Commitment lacking on global warming
Kevin Rafferty looks at the irony of holding climate talks in an energy-guzzling nation where the government's inaction on global warming is symptomatic of the apathy affecting leaders everywhere

Is it a savage irony or just a sick joke that the latest talks to try to reach an international agreement to curb the greenhouse gases that threaten our fragile planet have opened in Doha, the capital of Qatar - the worst polluter in the world in per capita emissions?
Delegates from 194 countries plus armies of experts from the United Nations and its agencies have started two weeks of creating a lot more hot air trying to find a successor agreement to the 1997 Kyoto Protocol, which was stillborn because the US signed it but refused to ratify it.

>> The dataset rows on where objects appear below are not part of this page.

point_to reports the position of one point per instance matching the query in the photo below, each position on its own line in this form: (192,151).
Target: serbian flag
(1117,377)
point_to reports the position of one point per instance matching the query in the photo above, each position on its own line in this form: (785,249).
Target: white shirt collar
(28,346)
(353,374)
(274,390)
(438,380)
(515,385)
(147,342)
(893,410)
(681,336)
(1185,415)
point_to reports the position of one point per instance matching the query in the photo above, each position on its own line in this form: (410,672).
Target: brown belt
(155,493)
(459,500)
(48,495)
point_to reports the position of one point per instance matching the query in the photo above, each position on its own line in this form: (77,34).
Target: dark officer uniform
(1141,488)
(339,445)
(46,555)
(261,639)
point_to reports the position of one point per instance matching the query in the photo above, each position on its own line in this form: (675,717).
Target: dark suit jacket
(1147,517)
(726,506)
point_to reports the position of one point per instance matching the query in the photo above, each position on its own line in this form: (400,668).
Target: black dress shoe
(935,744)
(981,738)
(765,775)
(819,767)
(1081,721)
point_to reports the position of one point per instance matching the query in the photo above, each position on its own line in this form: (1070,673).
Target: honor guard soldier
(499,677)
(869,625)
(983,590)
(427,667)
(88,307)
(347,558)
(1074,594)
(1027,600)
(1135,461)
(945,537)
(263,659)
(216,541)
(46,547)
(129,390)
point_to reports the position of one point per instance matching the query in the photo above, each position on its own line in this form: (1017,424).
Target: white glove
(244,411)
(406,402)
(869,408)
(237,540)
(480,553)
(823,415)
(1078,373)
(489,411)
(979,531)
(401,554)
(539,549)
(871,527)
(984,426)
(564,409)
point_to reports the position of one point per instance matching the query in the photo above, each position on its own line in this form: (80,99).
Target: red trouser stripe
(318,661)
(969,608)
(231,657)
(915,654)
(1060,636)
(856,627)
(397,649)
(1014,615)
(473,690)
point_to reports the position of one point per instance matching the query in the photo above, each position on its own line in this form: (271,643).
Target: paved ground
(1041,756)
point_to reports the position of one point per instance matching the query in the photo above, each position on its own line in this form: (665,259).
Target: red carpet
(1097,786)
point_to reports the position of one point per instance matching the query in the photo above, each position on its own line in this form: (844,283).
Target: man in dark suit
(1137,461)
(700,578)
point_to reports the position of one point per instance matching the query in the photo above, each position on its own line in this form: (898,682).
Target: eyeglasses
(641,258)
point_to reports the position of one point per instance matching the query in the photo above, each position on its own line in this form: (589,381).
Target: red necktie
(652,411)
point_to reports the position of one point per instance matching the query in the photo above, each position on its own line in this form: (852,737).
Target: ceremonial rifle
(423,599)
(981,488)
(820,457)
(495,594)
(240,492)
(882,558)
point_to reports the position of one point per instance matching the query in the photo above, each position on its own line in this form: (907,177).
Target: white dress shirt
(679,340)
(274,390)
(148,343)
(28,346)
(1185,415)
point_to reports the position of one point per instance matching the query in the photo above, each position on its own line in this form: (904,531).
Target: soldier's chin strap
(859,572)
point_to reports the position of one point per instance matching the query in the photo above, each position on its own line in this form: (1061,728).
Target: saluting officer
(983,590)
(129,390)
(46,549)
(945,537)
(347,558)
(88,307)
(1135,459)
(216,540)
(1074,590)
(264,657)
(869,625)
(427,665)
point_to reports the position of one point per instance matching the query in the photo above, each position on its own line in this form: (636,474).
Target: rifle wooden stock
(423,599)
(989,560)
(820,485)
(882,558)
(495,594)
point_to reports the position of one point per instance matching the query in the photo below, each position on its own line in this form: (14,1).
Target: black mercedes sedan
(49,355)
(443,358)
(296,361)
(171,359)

The hope is that Doha will be a stepping stone to a new climate change treaty, which will be agreed by 2015 but will not come into force until 2020.
Christiana Figueres, the executive secretary of the UN climate convention, has already prepared optimistic closing remarks for the Doha meeting. She told The New York Times: "I'm going to say: 'This is another firm step in the right direction, but the path is still a long road ahead.'"
If this is the best case, the world is in big trouble. Time is running out. Time has run out. All the scientific research points in the same direction - that the world is doomed to failure in its efforts to restrict the rise in the earth's temperatures to two degrees Celsius above pre-industrial levels.
The World Meteorological Organisation reported that greenhouse gases have reached a record 394 parts per million, way above the 280ppm of the pre-industrial era, and rising rapidly from the 389ppm levels of 2010.